Linda Goos wrote in her letter, “It would be ideal if another site could be considered that would not impact so many people and still get cell set for the community.”

The board also received two letters of support for construction of the tower from Mills County Director of Information Technology Patrick Binns and Mills County Emergency Management Director Larry Hurst.

“In Mills County, we have considerable gaps in mobile data which creates significant challenges for our law enforcement personnel and other first responders,” Binns stated. “In particular, the northeast section of Mills County is significantly underserved by mobile data service.

“The tower that would be built at this location would greatly increase the mobile data capabilities of our first responder community and would bring us one step closer to reliable public safety data coverage throughout all of Mills County.”
Hurst echoed Binns’ thoughts, noting the need for stronger mobile data coverage in rural areas of the country.

“Significant gaps in phone/mobile data coverage exist here in Mills County, which has severely impacted our ability to put in place technologies to better support our responders in providing services to the public they serve,” Hurst said.

“Placement of subject tower at requested site will not only allow for better public safety operations, but will fill a void in the area for reliable mobile data service.”

According to documents submitted to the board, four sites were considered for the tower within a one-mile circumference from a central point just northeast of Silver City.

Michelle Roth, who submitted the conditional use permit application on behalf of Great Plains Land Services, said floodplain issues near Silver City created challenges in selecting a location.

“We typically canvass the area and look for parcels big enough to support a structure and that the property owner has interest in allowing a tower on their property,” Roth wrote. “The parcel was chosen as the primary due to the location fitting into the footprint of the FirstNet/AT&T Network and the other sites in southwest Iowa.

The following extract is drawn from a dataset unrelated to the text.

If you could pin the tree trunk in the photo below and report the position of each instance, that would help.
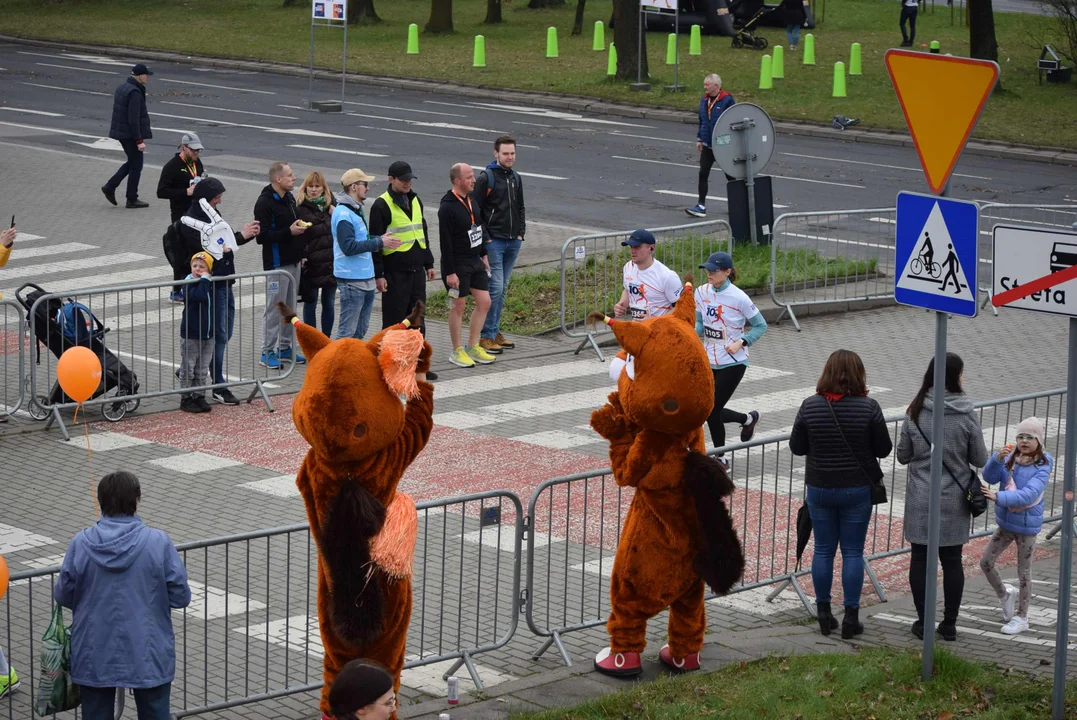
(441, 16)
(362, 12)
(577, 26)
(626, 28)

“The terrain is a challenge, along with the floodplain and the willingness of property owners in the area.”
Winton said she assumes Great Plains Land Services has a “Plan B” for the tower.

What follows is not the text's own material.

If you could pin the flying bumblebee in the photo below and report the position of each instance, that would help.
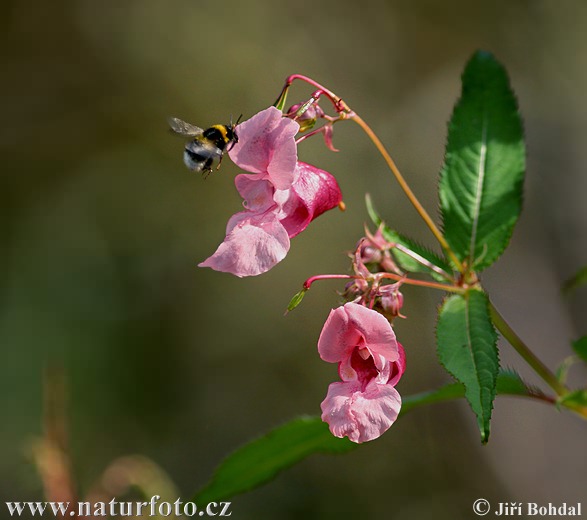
(205, 145)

“I asked if we don’t approve this, what is Plan B? She said, ‘I don’t know. It’s up to AT&T. We may have to go back to the drawing board,’” Winton said.

Winton noted that Hunt also owns agricultural land to the east (across the highway from proposed site) that might be worthy of consideration for the tower.

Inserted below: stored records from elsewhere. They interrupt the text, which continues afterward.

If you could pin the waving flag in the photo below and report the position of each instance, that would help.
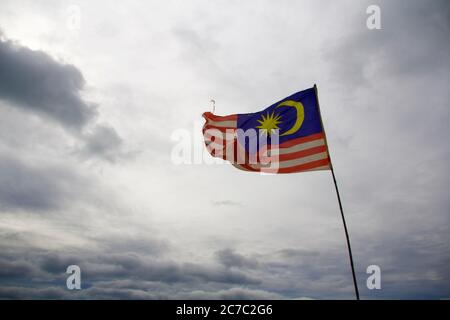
(286, 137)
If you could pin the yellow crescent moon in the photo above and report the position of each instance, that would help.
(300, 115)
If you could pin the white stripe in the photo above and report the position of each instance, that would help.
(298, 147)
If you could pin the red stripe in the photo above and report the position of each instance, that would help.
(223, 129)
(293, 142)
(301, 167)
(300, 154)
(213, 117)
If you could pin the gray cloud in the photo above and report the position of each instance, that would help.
(36, 82)
(36, 188)
(103, 142)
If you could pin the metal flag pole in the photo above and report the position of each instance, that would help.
(339, 200)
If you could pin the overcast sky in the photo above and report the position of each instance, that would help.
(91, 93)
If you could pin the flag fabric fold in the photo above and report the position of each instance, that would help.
(286, 137)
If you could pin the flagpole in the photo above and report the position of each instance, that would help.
(339, 200)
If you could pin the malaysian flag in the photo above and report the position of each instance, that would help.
(286, 137)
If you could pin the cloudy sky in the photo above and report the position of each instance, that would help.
(92, 94)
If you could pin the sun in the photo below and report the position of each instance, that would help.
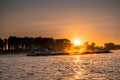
(77, 43)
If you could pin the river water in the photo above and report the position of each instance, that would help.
(105, 66)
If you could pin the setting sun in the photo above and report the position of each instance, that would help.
(77, 43)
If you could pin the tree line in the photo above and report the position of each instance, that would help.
(14, 43)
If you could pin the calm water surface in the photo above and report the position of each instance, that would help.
(68, 67)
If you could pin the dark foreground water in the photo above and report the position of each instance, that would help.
(68, 67)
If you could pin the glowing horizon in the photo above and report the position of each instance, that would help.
(91, 21)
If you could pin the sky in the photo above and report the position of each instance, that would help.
(88, 20)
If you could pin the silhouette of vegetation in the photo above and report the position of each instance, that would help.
(13, 44)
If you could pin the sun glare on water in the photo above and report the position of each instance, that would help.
(77, 43)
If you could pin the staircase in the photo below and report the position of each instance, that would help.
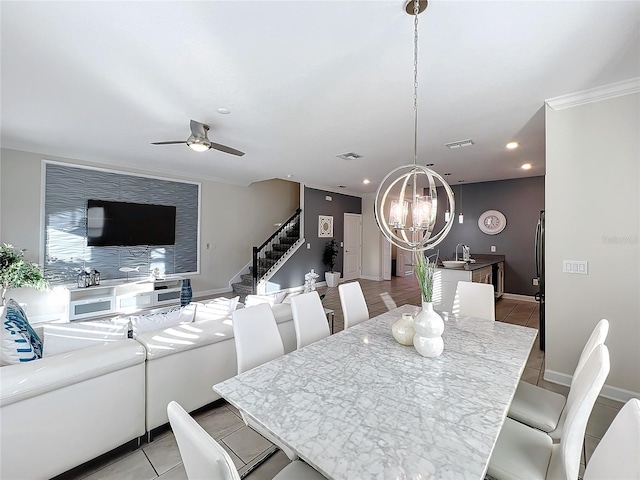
(269, 255)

“I did ask, since the gentleman owned that land across the street (to the east) if they thought about moving it across the street,” Winton said. “They said they thought about that, but it would take away some of their farming. Well, I understand that, but taking away a few acres of farming is not as much of a detriment to somebody’s personal living area as a cell phone tower or communications tower 50 feet back from somebody’s back porch or backyard.”